Pierce College currently does not have a drug policy for athletes and is not planning on creating one any time soon.
Athletic Director Bob Lofrano said coaches are in control of discipline. Before the beginning of each season, each coach talks to their athletes about rules and discipline.
“Students are supposed to know what to do and all that kind of stuff and not do. If they screw up, then you know you have to come in and do something to them,” Lofrano said.
Women’s soccer coach Adolfo Perez has been at Pierce for 16 years and believes rules are in place for a reason.
“I think that being a student athlete, you’re held to higher standards than just a normal student because you have to be responsible,” Perez said. “Athletes with discipline issues are dealt with at an isolated basis.”
According to Lofrano, there probably won’t be an anti-drug policy in the future. Implementing drug testing is very expensive and it is the reason why Pierce does not currently have a drug policy.
“I honestly don’t know of any school that has drug tested at the community college level. We follow the decorum policy and that’s important too,” Lofrano said. “That’s not so much a drug thing, that’s just behavioral, basically how you behave on the field.”
Football coach Jason Sabolic said it would be a good idea to perform a drug policy for the safety of the student athletes, because even though they’re of age, some choose to make wrong decisions.
“It would help cut out some of the disciplinary issues that we had to deal with over the course of the years,” Sabolic said.

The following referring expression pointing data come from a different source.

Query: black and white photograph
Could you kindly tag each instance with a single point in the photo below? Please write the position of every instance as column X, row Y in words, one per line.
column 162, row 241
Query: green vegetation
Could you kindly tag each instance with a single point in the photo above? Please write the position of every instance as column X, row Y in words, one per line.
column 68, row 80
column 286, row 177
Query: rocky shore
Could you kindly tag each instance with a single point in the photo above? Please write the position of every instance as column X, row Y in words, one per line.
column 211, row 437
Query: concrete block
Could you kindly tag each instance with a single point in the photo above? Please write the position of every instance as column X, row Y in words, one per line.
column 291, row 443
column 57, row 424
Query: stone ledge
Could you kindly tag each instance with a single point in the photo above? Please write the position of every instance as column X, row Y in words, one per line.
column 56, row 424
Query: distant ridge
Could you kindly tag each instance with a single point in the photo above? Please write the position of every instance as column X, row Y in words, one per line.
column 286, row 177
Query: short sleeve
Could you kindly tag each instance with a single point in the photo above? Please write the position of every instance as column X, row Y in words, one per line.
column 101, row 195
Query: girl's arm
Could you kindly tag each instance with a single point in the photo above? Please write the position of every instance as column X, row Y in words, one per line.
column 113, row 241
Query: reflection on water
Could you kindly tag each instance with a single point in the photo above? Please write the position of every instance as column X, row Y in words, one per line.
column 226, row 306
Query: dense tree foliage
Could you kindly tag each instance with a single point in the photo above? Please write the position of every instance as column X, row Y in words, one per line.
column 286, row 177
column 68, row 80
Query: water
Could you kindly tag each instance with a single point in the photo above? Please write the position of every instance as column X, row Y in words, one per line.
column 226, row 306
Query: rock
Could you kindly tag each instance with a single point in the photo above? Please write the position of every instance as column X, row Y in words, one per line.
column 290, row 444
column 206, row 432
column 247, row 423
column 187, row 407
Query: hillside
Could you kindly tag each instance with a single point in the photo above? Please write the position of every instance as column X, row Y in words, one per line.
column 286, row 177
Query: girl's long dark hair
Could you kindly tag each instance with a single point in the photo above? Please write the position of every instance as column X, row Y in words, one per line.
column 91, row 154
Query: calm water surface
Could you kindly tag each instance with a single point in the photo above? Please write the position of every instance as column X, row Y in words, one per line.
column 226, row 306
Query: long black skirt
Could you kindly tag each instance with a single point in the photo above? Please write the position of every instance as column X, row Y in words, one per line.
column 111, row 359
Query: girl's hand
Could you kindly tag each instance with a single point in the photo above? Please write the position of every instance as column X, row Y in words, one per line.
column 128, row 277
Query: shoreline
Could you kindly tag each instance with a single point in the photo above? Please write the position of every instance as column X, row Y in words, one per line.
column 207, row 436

According to Sabolic, teachers have the right to report any illegal activities or behavior.
“If an athlete were to be doing drugs there would be levy heavy punishment,” Sabolic said. “There would be team excusal and a report.
Former Pierce football player Justin Pitts thinks the school should have a drug policy because drugs are not something students should have at school.
“I mean you shouldn’t be doing it clearly,” Pitts said. “I’ve never heard of any athletes doing drugs while I was here. Sure they have, but not that I know of.”